The Hand-off Problem
Practical Limitations on Forced Inclusion Mechanisms for Censorship Resistance
Authors’ Note: init4 is a research collective working on next-generation Ethereum tools. This is a research note, not a disclosure document. While we will discuss nuances and gaps in the security models of deployed and proposed systems, it would be hyperbolic to describe these as “vulnerabilities” or as “previously unknown”.
Censorship resistance remains a core value of cryptocurrencies in general, and Ethereum in particular. We believe that the benefits of transacting on-chain should be available to anyone, and that the rules of the chain should apply to all users and uses equally. Values drive this space forward. Engineering is the process of testing our values against reality to find where and how they break.
Defining Censorship
We tend to model censorship as intentionally preventing transactions from appearing in the canonical ordering (i.e. transaction exclusion). We consider orders to be fair or neutral when they depend entirely on the economic outcome for the ordering system, and unfair or censored when they depend on other information. E.g. when creating a block, it is acceptable to refuse to include a low-fee transaction, but unacceptable to refuse to include a transaction because it was sent by a specific person. Therefore, we say a transaction is censored if its inclusion depends on non-economic information. If the transaction creates more observable profit for the ordering system than any included transaction, but is not itself included, it is considered to be censored. This definition motivates work on forced inclusion mechanisms for censorship resistance. If a user can force the inclusion of their transaction, then it cannot be censored under this definition.
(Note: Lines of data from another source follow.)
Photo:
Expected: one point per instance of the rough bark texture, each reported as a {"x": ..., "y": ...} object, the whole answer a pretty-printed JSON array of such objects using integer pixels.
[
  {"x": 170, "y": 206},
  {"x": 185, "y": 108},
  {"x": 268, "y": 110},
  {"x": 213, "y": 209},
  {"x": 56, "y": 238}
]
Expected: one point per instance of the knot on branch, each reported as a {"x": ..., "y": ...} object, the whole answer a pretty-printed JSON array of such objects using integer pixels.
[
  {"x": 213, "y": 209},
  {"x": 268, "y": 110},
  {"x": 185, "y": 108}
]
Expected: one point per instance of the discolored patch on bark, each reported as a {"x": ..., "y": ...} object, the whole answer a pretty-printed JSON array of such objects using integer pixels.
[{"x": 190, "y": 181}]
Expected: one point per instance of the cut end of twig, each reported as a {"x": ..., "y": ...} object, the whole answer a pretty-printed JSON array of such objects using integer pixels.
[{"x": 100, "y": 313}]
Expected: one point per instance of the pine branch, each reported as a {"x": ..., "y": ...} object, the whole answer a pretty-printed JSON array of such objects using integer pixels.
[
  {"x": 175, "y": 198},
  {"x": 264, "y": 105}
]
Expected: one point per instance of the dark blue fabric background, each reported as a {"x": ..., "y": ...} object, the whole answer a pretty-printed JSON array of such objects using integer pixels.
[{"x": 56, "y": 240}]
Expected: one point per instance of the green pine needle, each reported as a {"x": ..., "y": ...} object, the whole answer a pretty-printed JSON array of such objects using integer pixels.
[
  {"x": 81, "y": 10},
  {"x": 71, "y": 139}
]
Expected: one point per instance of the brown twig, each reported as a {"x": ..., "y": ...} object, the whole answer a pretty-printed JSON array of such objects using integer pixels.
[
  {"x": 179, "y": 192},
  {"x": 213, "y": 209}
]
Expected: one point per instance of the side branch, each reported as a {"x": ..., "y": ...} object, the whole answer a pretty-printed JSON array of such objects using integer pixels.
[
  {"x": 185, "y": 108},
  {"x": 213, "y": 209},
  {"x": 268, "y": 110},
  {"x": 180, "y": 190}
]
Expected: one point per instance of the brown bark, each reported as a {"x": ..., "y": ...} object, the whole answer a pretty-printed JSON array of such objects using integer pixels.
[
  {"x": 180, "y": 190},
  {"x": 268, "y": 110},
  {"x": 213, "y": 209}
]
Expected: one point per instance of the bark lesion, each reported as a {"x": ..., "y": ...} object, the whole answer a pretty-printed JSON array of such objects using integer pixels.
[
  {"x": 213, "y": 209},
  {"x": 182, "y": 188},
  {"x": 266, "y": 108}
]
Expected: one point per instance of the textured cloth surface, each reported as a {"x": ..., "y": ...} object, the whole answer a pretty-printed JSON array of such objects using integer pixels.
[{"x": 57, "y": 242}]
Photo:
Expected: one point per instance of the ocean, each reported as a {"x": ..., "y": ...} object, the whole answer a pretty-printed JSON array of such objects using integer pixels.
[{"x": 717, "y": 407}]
Forced Inclusion Mechanisms
A core security goal of OP Stack chains is that the Sequencer should not be able to prevent users from submitting transactions to the L2 chain.
- Optimism
Modern rollups tend to have centralized sequencing. This means that censorship by the sequencer is trivial, as they can simply choose not to include any given user transaction. To mitigate this, several rollups - including Optimism and Arbitrum - have forced inclusion mechanisms. These mechanisms allow a user to ensure that their transaction will be executed by the rollup after some time delay, regardless of the sequencer’s behavior. Inclusion is forced via a contract deployed on L1. Forced inclusion transactions therefore (theoretically) have the same resistance to censorship as other Ethereum transactions.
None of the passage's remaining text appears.